Last month I wrote about poking into the CBC’s list of public appearances made by its on-air hosts, which emerged after an interview on Jesse Brown’s Canadaland caused a ruckus. Eventually the CBC started to make available data about where its hosts appeared and whether they got paid. Out of curiosity, I decided to dig into the data a little more. Here’s what I found, and how.

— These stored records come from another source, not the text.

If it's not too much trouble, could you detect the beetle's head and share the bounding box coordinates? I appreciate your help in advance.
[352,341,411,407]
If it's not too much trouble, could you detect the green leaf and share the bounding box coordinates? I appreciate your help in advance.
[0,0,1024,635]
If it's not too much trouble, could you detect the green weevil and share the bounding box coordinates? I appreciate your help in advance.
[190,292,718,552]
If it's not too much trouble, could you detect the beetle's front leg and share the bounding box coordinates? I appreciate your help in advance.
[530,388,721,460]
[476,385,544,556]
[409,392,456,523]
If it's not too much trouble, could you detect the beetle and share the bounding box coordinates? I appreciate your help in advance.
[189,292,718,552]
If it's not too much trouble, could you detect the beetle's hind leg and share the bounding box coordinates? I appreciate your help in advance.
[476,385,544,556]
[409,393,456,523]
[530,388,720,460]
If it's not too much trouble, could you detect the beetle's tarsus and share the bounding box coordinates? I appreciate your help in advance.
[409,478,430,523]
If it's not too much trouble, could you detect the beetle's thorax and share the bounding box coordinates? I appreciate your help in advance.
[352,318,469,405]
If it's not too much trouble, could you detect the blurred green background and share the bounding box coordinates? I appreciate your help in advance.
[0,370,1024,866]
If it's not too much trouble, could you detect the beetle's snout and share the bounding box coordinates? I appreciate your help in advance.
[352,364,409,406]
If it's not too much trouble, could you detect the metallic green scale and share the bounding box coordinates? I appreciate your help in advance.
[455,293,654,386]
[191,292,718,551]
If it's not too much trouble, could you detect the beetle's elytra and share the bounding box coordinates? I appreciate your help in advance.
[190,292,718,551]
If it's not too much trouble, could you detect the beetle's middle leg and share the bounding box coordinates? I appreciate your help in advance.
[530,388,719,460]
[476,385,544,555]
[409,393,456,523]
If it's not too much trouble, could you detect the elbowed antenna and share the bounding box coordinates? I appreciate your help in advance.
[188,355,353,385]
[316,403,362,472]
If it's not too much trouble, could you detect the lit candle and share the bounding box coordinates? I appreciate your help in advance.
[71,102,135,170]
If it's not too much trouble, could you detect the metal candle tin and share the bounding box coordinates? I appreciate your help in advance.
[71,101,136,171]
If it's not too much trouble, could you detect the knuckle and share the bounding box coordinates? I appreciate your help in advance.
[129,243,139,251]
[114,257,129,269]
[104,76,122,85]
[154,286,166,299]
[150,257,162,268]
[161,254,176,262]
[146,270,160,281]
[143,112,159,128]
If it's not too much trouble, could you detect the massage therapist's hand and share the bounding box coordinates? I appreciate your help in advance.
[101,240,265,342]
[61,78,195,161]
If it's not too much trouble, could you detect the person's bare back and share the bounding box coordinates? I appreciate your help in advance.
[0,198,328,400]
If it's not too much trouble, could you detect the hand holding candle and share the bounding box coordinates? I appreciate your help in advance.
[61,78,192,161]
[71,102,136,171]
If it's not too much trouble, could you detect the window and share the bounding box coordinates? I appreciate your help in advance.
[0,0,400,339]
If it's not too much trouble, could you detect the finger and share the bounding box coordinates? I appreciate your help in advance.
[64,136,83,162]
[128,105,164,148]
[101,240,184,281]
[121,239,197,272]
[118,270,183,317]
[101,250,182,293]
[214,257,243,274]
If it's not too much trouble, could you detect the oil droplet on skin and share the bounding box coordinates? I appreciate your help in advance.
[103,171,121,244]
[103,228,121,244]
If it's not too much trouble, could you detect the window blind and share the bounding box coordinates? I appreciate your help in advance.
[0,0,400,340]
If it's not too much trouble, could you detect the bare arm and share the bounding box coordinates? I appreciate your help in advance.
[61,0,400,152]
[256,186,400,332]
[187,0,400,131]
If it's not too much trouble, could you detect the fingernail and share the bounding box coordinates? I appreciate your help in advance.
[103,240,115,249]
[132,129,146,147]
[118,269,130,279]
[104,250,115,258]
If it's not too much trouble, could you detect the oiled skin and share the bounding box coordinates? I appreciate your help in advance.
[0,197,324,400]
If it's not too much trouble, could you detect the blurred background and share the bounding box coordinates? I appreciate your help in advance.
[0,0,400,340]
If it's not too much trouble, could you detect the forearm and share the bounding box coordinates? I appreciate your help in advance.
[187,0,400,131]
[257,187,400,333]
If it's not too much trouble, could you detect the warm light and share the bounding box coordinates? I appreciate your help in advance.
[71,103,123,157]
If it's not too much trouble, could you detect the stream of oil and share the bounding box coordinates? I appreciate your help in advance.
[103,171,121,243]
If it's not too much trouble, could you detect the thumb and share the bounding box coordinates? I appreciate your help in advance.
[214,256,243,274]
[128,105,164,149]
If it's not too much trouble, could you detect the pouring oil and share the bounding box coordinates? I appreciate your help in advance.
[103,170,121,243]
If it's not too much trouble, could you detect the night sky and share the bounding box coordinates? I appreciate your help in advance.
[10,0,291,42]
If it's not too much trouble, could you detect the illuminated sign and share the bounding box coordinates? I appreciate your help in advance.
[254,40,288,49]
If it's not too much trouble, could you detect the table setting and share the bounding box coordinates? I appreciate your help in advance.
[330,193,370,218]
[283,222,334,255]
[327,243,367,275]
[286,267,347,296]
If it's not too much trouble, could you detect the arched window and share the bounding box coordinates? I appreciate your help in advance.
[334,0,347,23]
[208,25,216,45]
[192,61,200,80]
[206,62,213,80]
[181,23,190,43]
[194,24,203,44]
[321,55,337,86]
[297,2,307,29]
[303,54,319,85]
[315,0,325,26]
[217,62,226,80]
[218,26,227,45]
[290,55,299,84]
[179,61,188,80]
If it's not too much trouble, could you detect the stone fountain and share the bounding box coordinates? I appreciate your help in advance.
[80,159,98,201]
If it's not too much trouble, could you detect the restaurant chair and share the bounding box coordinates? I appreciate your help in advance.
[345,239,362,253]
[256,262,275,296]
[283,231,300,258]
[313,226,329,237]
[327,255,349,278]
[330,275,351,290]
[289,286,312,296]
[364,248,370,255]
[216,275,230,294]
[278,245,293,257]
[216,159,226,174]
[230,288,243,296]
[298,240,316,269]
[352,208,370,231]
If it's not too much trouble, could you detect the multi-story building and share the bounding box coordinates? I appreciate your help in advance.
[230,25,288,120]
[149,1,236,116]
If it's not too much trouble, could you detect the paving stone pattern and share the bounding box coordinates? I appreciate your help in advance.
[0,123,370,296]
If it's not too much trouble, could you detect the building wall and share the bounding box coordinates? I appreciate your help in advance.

As I write this in early July, the default data showing on the appearances listing is for June. It looks like this:
If you look at the source you won’t see all of the data in the page itself—it’s not a big table that someone entered by hand, for example. Where’s it all coming from? It’s not obvious in the page source because it’s happening in some Javascript, but if you use Firefox’s web console (Ctrl-Shift-i) to follow what’s going on when the page loads, you’ll see that along with all the stuff it’s getting from the CBC’s web site it’s also getting something from Google:
The line in question is:
GET https://spreadsheets.google.com/feeds/list/11Kk-vaj_MKGZdImP54YEh-KxhUMjzDINtZLohfnvbLU/6/public/values?alt=json
Aha, a Google spreadsheet! What’s in there if we look at it ourselves? It’s JSON, so run it through jsonlint to clean it up:
curl "https://spreadsheets.google.com/feeds/list/11Kk-vaj_MKGZdImP54YEh-KxhUMjzDINtZLohfnvbLU/6/public/values?alt=json" | jsonlint | more
Here’s the top:
Bunch of Google stuff … let’s skip by that and look at a chunk from the middle:
Now we’re getting somewhere. There’s a name, a date, an event, a role, and a fee category. There’s the data! It’s all jumbled up and messy the way we’re seeing it, but that’s because it’s ugly JSON. Some Javascript is taking this and reformatting it into a nice table.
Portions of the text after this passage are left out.